Campus politics in Kerala itself has witnessed a number of violent episodes (iStock photo for representation)

In response to a batch of petitions filed by some colleges and private schools, the Kerala High Court upheld the plea to ban agitations of all kinds — including strikes, sit-ins, rallies and gheraos — by students in campuses on the grounds that nothing should be allowed to override their fundamental right to study. It is pertinent to note the nature of the petitions on which the ruling is based. The petitioners argued that the court’s earlier ban on campus politics has not been properly implemented, as a result of which strikes were taking place regularly during class hours. The petitions, thus, were seeking to establish a correlation between student agitations and disruptive activism. The court seems to have agreed with this principle, saying that students cannot be forced to participate in strikes that get in the way of the running of classes. The establishment of the primacy of consent on the part of the student is welcome. Even though protest is a right integral to the functioning of a democracy, the association between agitations and disorder cannot be wholly disregarded in the light of the steady politicization of student activism. Campus politics in Kerala itself has witnessed a number of violent episodes. For example, in 2018, an alleged altercation between the student wings of two political parties had led to the murder of an undergraduate student on campus.

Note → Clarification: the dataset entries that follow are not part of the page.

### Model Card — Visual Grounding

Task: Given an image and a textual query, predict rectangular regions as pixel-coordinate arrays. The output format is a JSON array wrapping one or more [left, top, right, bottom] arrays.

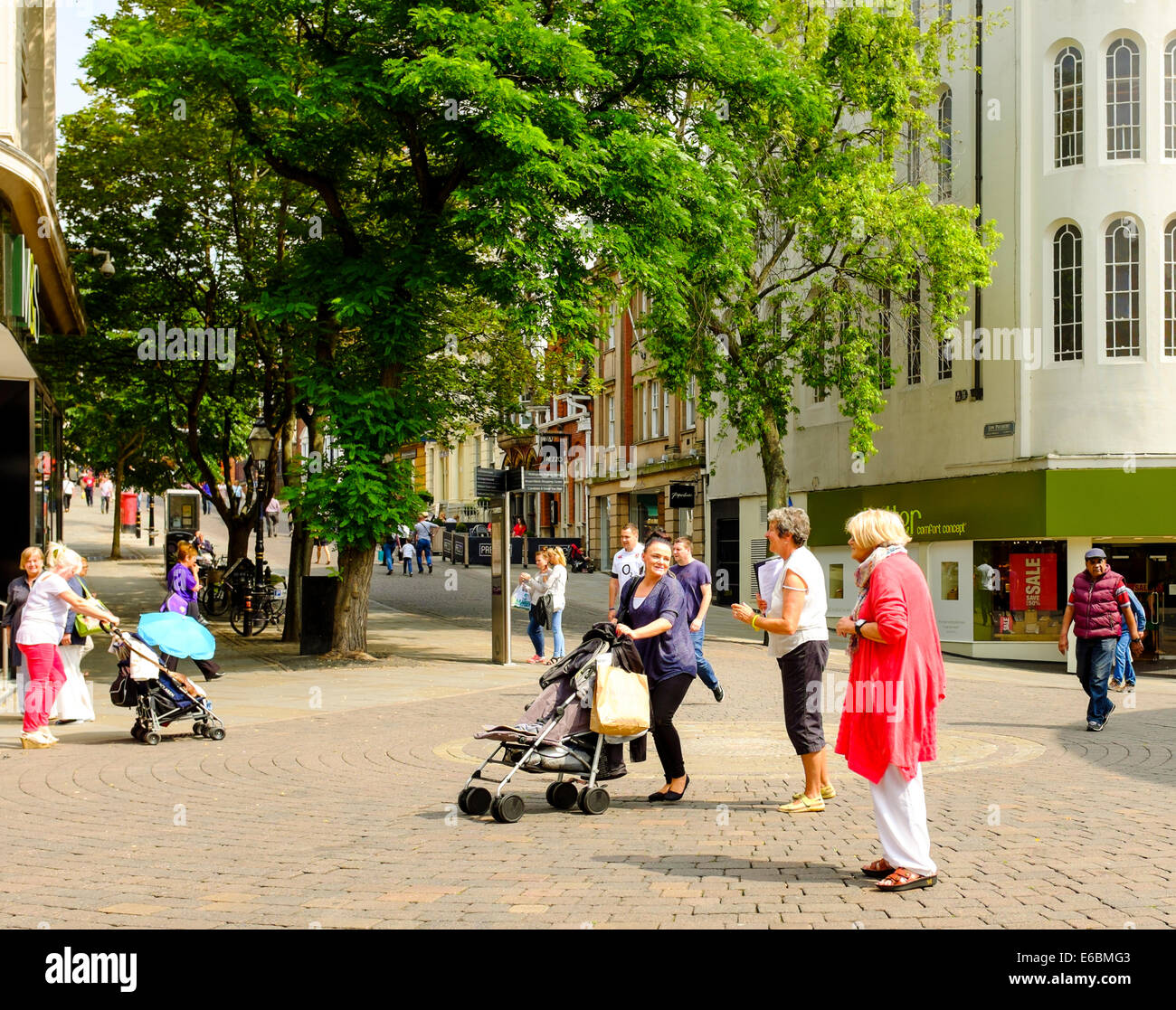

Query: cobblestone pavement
[[0, 510, 1176, 929]]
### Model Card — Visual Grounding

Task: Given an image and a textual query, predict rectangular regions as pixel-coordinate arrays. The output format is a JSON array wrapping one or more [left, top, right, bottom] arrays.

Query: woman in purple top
[[616, 533, 697, 803], [159, 541, 224, 681]]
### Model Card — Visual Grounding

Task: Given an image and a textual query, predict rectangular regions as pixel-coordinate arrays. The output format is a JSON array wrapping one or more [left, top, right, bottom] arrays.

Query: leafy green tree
[[87, 0, 783, 651], [647, 0, 1000, 508]]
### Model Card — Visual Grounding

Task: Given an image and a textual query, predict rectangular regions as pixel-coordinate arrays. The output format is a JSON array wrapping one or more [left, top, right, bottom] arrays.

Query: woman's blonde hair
[[846, 508, 910, 551], [44, 543, 81, 571]]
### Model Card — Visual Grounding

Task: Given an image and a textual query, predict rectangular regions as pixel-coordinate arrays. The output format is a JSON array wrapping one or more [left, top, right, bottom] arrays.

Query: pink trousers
[[19, 643, 66, 732]]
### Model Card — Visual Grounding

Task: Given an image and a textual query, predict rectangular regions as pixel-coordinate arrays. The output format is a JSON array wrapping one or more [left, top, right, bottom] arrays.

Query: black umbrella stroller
[[458, 624, 644, 825], [102, 618, 224, 747]]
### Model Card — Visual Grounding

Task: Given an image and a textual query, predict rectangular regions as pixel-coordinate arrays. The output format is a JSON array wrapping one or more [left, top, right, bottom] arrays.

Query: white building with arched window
[[708, 0, 1176, 671]]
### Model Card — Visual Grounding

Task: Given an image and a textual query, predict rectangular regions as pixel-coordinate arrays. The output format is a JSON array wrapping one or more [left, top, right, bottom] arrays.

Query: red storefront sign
[[1009, 553, 1057, 610]]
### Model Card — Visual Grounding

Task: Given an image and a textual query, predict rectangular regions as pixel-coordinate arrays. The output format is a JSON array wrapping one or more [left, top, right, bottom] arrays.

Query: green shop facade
[[806, 468, 1176, 662]]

But there is also a case to argue that the contrarian voice cannot be stifled. This is because such a right is not only consistent with the democratic tradition but also leads to the creation of a legitimate channel for students to express their grievances. The challenge, therefore, is to extricate activism and protest from violence so that they adhere to the template of democratic agitation. The court, too, has said that campuses must encourage peaceful discussions. This invaluable suggestion must be seriously contemplated by students and bona fide institutions representing students’ rights. These deliberations are of considerable significance at a time when dissent is being demonized in this democracy. Educational institutions are repositories of knowledge. They are mandated to encourage free and critical thinking. The dissemination of such knowledge leads to students becoming socially and politically aware citizens who could play an active role in public life.